Kurzfristiger Alleingang
Der sonst weitsichtige Hausherr Nicolas Hayek verteidigte damals den schwer verständlichen Entscheid. Es gebe „neue Kommunikationswege“ argumentierte er damals dem Schreibenden gegenüber. Der Messe selber hatte ihr Wegbleiben aber nicht geschadet. Vermutlich hat man den Fehltritt rasch selber eingesehen. Nur wenige Jahre später war man jedenfalls wieder zurück. Und an der Baselworld nimmt die Swatch-Gruppe mit einem Dutzend prominenter Marken (Omega, Bréguet, Blancpain, Longines, Tissot, Rado, um nur diese zu nennen) ein, imposant gruppiert um eine Piazza, im Mittelpunkt der Halle 1, einen zentralen Platz. Und markiert so ihre Stellung als weltgrösster Uhrenhersteller. Im Gegensatz zu den grossen Konkurrenten haben sich die Auftritte der einzelnen Marken allerdings nur wenig verändert. Die neuen Platzverhältnisse haben immerhin eine räumliche Ausweitung ermöglicht. So ist die im allgemeinen auf Fortschritt programmierte Gruppe eher am konservativen und wohl auch traditionellen, kostenbewussten Denken haften geblieben.

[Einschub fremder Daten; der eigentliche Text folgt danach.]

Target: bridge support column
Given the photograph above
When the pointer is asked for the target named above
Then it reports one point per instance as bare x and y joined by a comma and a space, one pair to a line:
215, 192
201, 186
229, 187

Erstmals durfte die Swatch mit
Erstmals an einer Uhrenmesse durfte die Marke Swatch mitkommen. Obwohl sie als Retterin der Uhrenindustrie angesehen wird und für eine neue Zeit steht und der früheren SMH-Gruppe auch den Namen geben durfte, wurde sie fast als eine Art Adoptivtochter nie zum grossen Fest mitgenommen. Sie passe eigentlich nicht in das traditionelle Konzept, gehe eigene Marketingwege usw., hiess es jeweils. Nun ist sie da. Sie ist auch inzwischen 30-jährig geworden. Sie hat in der Baselworld auch einen eigenen Platz zugewiesen bekommen. Zwar ist es eine ganze Halle aber noch separat, abseits der eigenen Familie und am Rande der grandiosen Uhrenschau. Ihr Auftritt widerspiegelt jedoch die ganze Lebensfreude, ein buntes Zeitverständnis, kurz die farben- und formenreiche Swatch-Philosophie. Im Rahmen der Messe wurde auch eine Swatch-Neuheit angekündigt. Ein vereinfachtes, mechanisches Werk, das ohne Batterie als moderner Zeitmesser auf den Markt kommt. Zwar gibt es bei Swatch längstens eine automatische, batterielose mechanische Uhr.